Je ne l'ai jamais aimé lui, mais j'ai aimé quelqu'un d'invisible qui m'avait aimée.
Je vous supplie au nom de tout l'ennui que j'ai de m'être tellement abaissée par ces plaintes, de croire en ce que je dis.
D'ailleurs vous avez vu vous-même que je n'écrivais cet absurde je l'aime que le soir, sous le poids du souvenir de son amour et en pensant à notre misérable position. Je l'écrivais le 15 juin etc... tandis que, retournée de Rome en mai, j'avais tout nié. Quoique je dise cette aventure doit et sera tout ce qu'il y a pour moi de plus abominable au monde. Si j'avai?. connu cet Antonelli [en] 1877 au lieu de 1876, je lui aurais accordé la même importance qu'à Zunica, Porcinari, etc. peut-être plus à cause de la papauté. C'est que je le prenais pour quelqu'un de fini et il n'était qu'un enfant qui se conduisait mal au lieu d'être un seigneur fou et volage.

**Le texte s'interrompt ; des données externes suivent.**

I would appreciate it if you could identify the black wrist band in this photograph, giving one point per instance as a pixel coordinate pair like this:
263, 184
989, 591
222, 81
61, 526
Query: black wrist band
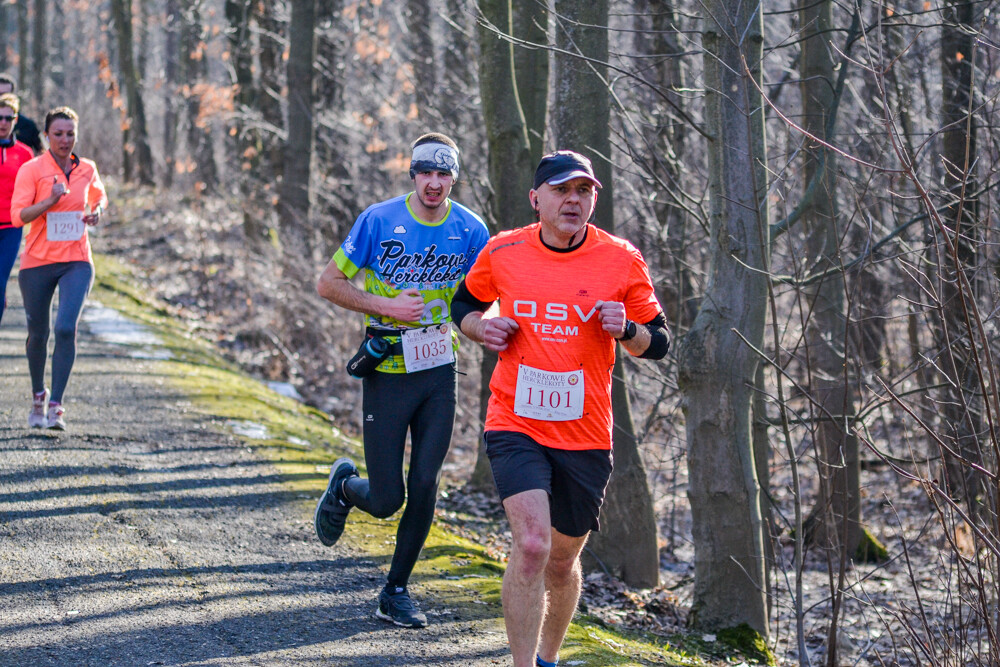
630, 330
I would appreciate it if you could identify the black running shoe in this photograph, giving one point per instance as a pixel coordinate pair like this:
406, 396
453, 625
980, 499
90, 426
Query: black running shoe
398, 608
333, 508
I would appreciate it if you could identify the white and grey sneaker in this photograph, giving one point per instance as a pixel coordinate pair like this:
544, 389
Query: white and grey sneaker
36, 418
54, 418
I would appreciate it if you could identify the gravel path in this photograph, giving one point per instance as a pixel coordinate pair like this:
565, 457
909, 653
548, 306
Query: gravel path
143, 535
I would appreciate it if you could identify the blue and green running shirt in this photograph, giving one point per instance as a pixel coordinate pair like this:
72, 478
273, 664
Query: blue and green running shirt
398, 251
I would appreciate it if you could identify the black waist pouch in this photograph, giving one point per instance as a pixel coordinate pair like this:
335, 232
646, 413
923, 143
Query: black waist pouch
372, 352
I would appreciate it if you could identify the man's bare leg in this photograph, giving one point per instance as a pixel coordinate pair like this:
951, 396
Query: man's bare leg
563, 580
523, 591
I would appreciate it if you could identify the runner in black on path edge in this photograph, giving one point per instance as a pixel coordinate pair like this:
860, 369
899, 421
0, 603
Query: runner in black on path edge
414, 250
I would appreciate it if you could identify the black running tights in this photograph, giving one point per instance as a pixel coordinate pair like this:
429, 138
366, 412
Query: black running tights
423, 403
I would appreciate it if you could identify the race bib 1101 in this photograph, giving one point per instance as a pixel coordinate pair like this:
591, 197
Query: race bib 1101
64, 226
548, 395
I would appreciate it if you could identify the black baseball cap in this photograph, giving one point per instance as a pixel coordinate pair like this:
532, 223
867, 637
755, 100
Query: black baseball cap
561, 166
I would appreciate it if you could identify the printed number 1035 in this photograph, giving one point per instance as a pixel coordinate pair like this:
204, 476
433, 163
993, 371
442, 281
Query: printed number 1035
428, 350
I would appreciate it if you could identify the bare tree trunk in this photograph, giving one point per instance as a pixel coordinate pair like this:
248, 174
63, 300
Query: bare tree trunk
39, 51
961, 403
421, 42
195, 69
272, 65
135, 138
581, 116
294, 192
5, 31
510, 166
835, 523
172, 84
247, 143
717, 367
530, 22
22, 43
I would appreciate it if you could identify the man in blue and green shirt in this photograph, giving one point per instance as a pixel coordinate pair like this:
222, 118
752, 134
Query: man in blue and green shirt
414, 251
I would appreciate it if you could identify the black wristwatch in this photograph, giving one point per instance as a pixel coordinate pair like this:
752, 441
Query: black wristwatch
630, 330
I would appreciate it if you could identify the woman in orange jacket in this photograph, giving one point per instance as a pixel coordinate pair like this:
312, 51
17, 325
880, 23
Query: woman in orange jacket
13, 154
60, 195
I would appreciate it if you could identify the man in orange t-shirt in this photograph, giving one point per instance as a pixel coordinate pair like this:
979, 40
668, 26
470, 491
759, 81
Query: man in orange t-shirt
567, 292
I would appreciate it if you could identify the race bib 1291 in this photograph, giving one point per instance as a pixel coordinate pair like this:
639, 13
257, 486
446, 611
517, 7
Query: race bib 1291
64, 226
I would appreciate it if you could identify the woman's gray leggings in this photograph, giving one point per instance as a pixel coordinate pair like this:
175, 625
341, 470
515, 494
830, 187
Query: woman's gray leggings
38, 286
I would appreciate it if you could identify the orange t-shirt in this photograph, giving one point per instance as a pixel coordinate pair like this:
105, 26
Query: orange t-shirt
34, 183
11, 160
552, 295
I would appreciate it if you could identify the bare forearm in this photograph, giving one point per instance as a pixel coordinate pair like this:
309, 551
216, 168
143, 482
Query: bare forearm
638, 343
472, 325
31, 213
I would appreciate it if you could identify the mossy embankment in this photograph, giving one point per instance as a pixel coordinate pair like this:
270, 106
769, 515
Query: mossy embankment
300, 441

C'est-à-dire que je suis enragée de m'être tourmentée pour cette affaire, de m'être avancée tant, il fallait laisser faire l'homme. Heureusement que ce qu'on va lire dans la suite effacera cette abomination.
Oh ! quelle horreur que cet homme et comme je le déteste pour ce qu'il m'a fait dire ! Si encore je l'avais aimé ! Mais se salir pour rien ! fi ! fi !
Dina a retrouvé un journal de 1871, un journal italien où ils sont encore tous bouffis d'orgueil d'être entrés à Rome. Un dialogue entre le pape et Antonelli, en vers ; c'est vraiment une très jolie satire. J'en fus toute... rajeunie, pendant le dîner.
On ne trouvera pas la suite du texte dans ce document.